Wäre es nach dem Willen meiner Mutter gegangen, hätte sie mich sicherlich auch Alexandra genannt – nach der Sängerin, die Ende der Sechziger so populär war. Ich kam knapp drei Wochen nach ihrem tragischen Unfalltod auf die Welt, am 18. August 1969, um genau zu sein. Mein Vater setzte damals dagegen, aufgrund dieser dramatischen Geschichte würden wahrscheinlich bald alle Mädchen so heißen, womit er nicht ganz unrecht gehabt hatte. Er wollte für seine Tochter etwas Ausgefalleneres und ließ trotz des schrägen Blicks des Standesbeamten „Sasha Franziska“ in die Geburtsurkunde eintragen.
„Alexandra“ wäre wahrscheinlich einfacher gewesen.
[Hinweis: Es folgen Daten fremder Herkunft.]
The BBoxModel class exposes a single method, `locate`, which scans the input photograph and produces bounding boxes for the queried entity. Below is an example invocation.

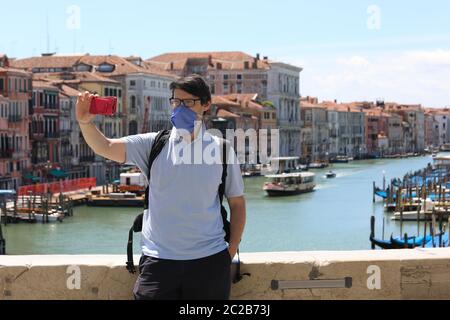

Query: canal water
[3,156,432,255]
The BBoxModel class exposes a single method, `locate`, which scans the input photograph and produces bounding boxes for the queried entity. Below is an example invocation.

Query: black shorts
[133,249,232,300]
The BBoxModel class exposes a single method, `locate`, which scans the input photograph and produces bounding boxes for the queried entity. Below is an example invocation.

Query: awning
[50,169,69,178]
[0,190,16,196]
[24,173,41,182]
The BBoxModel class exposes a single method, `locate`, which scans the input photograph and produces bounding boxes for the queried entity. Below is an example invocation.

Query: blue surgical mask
[170,104,197,133]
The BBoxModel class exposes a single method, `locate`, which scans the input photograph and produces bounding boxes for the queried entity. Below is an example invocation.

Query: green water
[2,156,432,255]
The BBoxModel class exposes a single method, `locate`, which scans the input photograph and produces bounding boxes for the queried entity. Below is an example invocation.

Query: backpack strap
[127,130,170,273]
[219,139,230,243]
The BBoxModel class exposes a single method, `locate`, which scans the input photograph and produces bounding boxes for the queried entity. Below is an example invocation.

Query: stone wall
[0,248,450,300]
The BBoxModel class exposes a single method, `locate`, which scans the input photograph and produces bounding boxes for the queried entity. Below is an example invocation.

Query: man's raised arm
[76,91,126,163]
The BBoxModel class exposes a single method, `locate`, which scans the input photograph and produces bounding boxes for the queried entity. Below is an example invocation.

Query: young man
[76,76,246,300]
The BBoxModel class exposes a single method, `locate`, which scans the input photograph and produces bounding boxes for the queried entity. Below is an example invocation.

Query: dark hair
[170,74,211,105]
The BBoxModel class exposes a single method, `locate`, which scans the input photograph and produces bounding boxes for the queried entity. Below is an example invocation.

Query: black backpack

Ich weiß nicht, wie viel Zeit ich in meinem Leben mit Erklärungen und Rechtfertigungen verbracht habe, besonders in meiner Jugend, als man meinen Vornamen in erster Linie mit Sascha Hehn in Verbindung gebracht hat. Und zwar mit seiner Rolle in Schulmädchenreport, die Schwarzwaldklinik kam erst später, was die Qualität der Kommentare allerdings nicht unbedingt verbesserte. 

Mein zwei Jahre jüngerer Bruder heißt übrigens Dennis – nach Dennis Hopper in seiner Rolle in Easy Rider.. Ich glaube, mehr muss man gar nicht sagen, um das Spannungsverhältnis zu beschreiben, in dem ich aufwuchs. 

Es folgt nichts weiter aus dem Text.